The week after Pentecost is called the Afterfeast of Pentecost. It’s a continuation of the feast itself, not a return to ordinary time.
Think of it like Bright Week after Pascha. We don’t celebrate Easter Sunday and then immediately move on. We keep celebrating for eight days. Pentecost works the same way. The feast is too big to contain in one day, so we stretch it out across the week that follows.
Monday: The Day of the Holy Spirit
The day immediately after Pentecost has its own name. We call it the Synaxis of the Holy Spirit. A synaxis is a gathering or assembly, and on this day we gather specifically to honor the Third Person of the Trinity. We sing many of the same hymns we sang on Pentecost Sunday. The liturgy feels almost identical.
If you come to church that Monday expecting everything to shift back to normal, you’ll be surprised. We’re still very much in Pentecost mode. The red vestments stay out. The festal tone continues.
A Fast-Free Week
Here’s something practical: you don’t fast during this week. Even though Wednesday and Friday fall in it, we suspend the usual fasting rules. The whole week is treated as a feast, which means we eat normally throughout.
For those of you coming from Baptist or non-denominational backgrounds, this might seem like a strange detail to mention. But in Orthodox life, fasting is the norm. We fast most Wednesdays and Fridays all year long, plus four major fasting seasons. So when we say a week is fast-free, that’s significant. It marks the time as special.
If you work rotating shifts at one of the refineries around Beaumont and you’re trying to figure out when you can and can’t eat what, this week is simple. Eat whatever you want. It’s a feast.
How Long Does It Last?
The Afterfeast of Pentecost runs until the Saturday after Pentecost. That Saturday is called the Leave-taking, or Apodosis in Greek. It’s the formal conclusion of the feast. We sing the Pentecost hymns one last time, and then we move forward.
The Sunday after Pentecost is All Saints Sunday. This isn’t random scheduling. There’s a theological connection. The Holy Spirit descends at Pentecost, and the first fruit of the Spirit’s work in the Church is the saints. All of them, from the apostles to the martyrs to St. Seraphim of Sarov to your grandmother if she died in the faith. We celebrate them all together on that first Sunday after the Spirit comes.

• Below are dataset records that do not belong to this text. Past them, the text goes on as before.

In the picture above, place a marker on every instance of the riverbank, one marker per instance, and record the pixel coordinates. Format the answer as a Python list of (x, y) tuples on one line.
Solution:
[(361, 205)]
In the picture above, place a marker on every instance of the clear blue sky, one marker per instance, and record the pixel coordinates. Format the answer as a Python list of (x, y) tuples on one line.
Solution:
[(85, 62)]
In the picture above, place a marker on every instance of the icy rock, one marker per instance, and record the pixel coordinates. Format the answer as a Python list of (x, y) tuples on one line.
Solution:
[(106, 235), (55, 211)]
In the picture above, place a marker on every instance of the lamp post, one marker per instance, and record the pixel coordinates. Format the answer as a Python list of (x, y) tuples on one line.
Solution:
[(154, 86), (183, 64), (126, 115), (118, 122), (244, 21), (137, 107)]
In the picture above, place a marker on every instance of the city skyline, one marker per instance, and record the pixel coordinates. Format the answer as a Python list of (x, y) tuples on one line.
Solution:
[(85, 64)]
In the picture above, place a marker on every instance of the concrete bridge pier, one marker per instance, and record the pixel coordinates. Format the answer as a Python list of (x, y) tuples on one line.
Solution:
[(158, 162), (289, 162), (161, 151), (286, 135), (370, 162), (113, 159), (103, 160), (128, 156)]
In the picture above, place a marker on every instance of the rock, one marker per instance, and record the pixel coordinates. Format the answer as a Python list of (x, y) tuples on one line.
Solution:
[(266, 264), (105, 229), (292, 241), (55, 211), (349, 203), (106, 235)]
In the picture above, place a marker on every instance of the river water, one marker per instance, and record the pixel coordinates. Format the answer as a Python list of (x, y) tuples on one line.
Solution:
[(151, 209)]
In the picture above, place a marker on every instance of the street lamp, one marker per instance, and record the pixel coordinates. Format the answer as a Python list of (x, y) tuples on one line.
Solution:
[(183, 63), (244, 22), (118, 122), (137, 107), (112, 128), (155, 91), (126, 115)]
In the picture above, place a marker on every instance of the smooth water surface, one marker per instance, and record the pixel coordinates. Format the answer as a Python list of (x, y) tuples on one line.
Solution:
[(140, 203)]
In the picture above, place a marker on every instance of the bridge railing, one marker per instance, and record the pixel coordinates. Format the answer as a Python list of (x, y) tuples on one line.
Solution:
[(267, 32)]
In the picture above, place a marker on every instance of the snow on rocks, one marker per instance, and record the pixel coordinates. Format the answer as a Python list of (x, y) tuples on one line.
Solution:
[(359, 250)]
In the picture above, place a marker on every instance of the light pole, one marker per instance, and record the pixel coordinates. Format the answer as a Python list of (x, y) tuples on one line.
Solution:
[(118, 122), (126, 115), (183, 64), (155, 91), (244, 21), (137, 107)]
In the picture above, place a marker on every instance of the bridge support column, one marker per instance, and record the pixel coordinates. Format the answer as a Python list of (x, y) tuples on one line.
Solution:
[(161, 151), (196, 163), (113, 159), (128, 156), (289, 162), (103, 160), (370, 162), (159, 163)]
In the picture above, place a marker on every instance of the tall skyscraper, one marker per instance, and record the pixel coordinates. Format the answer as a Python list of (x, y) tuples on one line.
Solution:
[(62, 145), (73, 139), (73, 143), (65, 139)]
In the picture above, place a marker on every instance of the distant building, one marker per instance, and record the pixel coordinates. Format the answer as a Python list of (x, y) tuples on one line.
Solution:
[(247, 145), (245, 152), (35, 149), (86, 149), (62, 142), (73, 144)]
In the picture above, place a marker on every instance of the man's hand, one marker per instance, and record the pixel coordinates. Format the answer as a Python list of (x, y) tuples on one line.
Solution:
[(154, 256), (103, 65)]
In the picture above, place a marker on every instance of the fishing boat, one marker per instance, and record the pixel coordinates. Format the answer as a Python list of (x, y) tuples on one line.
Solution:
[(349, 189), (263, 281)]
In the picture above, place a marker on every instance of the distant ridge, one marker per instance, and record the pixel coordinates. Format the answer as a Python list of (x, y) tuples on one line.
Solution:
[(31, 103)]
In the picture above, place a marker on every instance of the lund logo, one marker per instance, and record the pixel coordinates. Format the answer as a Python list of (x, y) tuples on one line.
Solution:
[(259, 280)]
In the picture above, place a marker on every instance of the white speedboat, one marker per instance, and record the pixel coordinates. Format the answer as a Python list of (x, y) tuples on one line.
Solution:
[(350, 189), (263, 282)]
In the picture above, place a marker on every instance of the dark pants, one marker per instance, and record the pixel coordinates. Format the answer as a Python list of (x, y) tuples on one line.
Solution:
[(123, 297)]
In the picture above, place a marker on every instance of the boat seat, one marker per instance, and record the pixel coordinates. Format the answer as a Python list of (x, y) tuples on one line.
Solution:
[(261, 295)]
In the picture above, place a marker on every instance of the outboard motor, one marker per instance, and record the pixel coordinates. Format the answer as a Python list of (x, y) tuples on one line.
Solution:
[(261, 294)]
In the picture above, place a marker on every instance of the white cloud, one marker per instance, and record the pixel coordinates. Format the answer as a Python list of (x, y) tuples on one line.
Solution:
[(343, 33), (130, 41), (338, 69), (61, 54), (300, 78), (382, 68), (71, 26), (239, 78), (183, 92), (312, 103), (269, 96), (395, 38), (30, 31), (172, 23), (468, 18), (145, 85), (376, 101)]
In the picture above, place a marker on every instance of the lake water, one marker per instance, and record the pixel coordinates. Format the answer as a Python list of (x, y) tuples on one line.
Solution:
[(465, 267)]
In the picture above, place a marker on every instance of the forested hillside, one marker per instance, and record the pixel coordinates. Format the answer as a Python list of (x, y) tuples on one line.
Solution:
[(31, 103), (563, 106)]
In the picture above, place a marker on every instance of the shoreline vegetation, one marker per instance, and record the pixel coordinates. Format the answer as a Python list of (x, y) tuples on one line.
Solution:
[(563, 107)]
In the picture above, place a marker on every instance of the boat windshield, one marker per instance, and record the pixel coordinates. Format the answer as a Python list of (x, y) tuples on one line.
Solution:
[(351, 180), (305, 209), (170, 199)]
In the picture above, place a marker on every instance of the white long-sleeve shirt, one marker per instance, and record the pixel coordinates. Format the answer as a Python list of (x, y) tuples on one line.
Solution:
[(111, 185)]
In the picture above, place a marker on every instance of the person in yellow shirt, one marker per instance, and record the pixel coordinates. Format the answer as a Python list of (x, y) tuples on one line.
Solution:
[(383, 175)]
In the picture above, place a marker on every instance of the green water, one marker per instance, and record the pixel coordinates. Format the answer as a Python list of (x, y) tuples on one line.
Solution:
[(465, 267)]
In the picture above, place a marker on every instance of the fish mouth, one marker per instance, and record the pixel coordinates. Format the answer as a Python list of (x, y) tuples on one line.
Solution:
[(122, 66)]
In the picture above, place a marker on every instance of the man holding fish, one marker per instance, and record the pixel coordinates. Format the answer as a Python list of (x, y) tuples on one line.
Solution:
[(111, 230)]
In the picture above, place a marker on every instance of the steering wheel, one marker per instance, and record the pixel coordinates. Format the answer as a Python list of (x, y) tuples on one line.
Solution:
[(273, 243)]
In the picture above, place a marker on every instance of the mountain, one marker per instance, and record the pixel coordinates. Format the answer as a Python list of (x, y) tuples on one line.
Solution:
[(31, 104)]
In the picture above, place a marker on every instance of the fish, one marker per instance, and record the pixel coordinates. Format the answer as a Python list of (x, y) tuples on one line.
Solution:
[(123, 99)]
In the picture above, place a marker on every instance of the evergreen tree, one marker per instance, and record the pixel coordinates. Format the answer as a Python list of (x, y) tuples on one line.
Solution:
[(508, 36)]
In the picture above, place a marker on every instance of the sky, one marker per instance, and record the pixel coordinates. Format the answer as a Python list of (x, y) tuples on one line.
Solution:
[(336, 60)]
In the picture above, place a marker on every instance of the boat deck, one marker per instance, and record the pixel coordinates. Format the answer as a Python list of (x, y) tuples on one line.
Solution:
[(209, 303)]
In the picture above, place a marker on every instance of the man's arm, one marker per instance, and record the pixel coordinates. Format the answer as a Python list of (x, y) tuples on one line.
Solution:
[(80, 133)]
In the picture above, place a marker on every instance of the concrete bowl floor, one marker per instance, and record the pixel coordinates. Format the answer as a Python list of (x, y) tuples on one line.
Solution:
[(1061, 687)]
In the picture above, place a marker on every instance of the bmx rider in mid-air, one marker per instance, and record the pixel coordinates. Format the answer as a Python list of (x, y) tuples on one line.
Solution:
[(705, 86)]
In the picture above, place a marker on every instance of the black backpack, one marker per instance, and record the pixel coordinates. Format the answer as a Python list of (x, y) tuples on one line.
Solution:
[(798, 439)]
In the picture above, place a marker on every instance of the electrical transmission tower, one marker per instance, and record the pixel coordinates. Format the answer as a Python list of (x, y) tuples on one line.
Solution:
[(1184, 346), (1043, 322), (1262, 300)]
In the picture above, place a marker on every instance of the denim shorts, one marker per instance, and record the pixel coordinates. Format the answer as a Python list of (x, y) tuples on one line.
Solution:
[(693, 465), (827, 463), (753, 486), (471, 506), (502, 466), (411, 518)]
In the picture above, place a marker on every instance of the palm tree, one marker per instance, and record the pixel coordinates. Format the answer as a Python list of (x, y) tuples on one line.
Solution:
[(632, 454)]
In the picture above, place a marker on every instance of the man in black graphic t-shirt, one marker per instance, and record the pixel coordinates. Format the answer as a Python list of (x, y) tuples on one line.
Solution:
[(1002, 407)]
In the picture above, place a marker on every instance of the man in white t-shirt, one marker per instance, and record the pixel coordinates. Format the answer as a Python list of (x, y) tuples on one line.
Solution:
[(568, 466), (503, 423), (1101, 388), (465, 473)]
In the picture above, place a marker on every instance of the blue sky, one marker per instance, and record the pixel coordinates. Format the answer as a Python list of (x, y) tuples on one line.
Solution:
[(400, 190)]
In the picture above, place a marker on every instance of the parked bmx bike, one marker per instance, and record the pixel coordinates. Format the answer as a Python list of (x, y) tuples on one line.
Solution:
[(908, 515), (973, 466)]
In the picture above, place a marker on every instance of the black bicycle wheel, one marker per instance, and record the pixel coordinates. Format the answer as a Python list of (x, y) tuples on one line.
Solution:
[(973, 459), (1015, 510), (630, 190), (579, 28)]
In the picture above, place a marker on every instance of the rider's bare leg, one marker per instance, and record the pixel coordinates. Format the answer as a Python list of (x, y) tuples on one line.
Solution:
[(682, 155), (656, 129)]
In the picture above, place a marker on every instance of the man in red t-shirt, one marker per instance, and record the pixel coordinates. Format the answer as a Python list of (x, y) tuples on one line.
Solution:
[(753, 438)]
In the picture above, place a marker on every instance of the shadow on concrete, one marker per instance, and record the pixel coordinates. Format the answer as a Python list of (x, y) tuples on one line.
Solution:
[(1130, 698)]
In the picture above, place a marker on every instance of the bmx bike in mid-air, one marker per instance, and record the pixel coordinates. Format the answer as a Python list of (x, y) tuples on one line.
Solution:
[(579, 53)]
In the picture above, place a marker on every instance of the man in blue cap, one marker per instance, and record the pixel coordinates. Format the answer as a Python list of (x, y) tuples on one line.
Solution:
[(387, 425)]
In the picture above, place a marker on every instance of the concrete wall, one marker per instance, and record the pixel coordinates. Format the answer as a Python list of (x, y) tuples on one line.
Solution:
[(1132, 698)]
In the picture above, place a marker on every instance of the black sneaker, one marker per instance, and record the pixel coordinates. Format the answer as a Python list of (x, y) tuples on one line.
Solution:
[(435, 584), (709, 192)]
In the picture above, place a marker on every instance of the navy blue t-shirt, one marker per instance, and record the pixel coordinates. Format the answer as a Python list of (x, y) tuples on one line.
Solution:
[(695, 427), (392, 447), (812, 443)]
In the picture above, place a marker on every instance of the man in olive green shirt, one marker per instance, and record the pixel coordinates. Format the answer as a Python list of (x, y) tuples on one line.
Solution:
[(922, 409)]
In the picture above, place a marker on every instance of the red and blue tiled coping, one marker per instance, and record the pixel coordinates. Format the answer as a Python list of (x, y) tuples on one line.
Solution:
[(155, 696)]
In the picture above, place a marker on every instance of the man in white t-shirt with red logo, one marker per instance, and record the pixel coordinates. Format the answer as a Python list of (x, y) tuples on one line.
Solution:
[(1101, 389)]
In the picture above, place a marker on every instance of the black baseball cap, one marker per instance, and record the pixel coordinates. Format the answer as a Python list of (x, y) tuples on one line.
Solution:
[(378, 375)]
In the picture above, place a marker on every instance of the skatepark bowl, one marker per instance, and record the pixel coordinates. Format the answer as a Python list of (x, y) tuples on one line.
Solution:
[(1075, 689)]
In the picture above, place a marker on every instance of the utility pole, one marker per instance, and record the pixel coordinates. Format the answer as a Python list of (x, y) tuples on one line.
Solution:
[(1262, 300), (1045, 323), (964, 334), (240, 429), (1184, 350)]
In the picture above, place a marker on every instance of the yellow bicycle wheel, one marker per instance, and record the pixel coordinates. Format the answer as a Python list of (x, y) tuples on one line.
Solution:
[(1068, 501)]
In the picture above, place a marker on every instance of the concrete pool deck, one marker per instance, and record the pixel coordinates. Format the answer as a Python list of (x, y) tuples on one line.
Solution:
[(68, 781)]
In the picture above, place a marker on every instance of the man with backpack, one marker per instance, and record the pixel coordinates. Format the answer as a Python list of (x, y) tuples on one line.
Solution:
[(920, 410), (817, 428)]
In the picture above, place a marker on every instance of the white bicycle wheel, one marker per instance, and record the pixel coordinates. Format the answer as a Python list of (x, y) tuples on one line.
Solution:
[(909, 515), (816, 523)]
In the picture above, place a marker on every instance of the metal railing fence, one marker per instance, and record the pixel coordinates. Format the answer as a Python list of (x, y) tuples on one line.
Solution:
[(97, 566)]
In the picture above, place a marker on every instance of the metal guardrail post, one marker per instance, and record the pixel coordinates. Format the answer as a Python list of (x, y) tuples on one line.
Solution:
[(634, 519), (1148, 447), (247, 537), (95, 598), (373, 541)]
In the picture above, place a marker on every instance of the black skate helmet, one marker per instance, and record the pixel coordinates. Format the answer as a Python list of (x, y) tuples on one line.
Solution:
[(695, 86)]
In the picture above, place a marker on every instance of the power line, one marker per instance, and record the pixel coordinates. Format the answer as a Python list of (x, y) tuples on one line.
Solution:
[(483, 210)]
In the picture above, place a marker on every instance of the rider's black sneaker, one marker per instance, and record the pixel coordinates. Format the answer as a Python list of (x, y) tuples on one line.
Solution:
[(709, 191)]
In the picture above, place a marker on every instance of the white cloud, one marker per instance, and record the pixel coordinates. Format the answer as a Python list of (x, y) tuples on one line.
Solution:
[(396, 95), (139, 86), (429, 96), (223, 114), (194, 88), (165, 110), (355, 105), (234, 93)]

After that, we start counting. Second Sunday after Pentecost. Third Sunday after Pentecost. We’ll keep counting all the way until next Lent begins. The whole rest of the year is measured from Pentecost.
Why This Matters
If you’re used to thinking of church feasts as single days, this takes some getting used to. Christmas, Pentecost, Pascha, these aren’t 24-hour events in Orthodoxy. They’re extended celebrations that shape entire weeks.
This isn’t just liturgical fussiness. It’s about letting the reality of what we’re celebrating actually sink in. The Holy Spirit descended on the Church. That’s not a historical fact we acknowledge and move past. It’s the ongoing reality we live in. The Spirit is still here, still active, still making the Church what it is.
So we take a whole week to let that settle into our bones. We pray the same prayers multiple times. We hear the same Gospel readings. We sing the same hymns until they’re not just words anymore but something we’ve internalized.
And we don’t fast, because you don’t fast at a wedding feast. The Bridegroom is with us. The Spirit has come. There’s nothing to do but celebrate.
If you’ve never experienced this week, come to services during it. Monday especially. You’ll see what it means for a feast to have an afterfeast, and you’ll understand a little better how Orthodox time works. We don’t rush. We let things unfold at the pace they need to unfold at. Even if that means singing the same kontakion for eight days straight.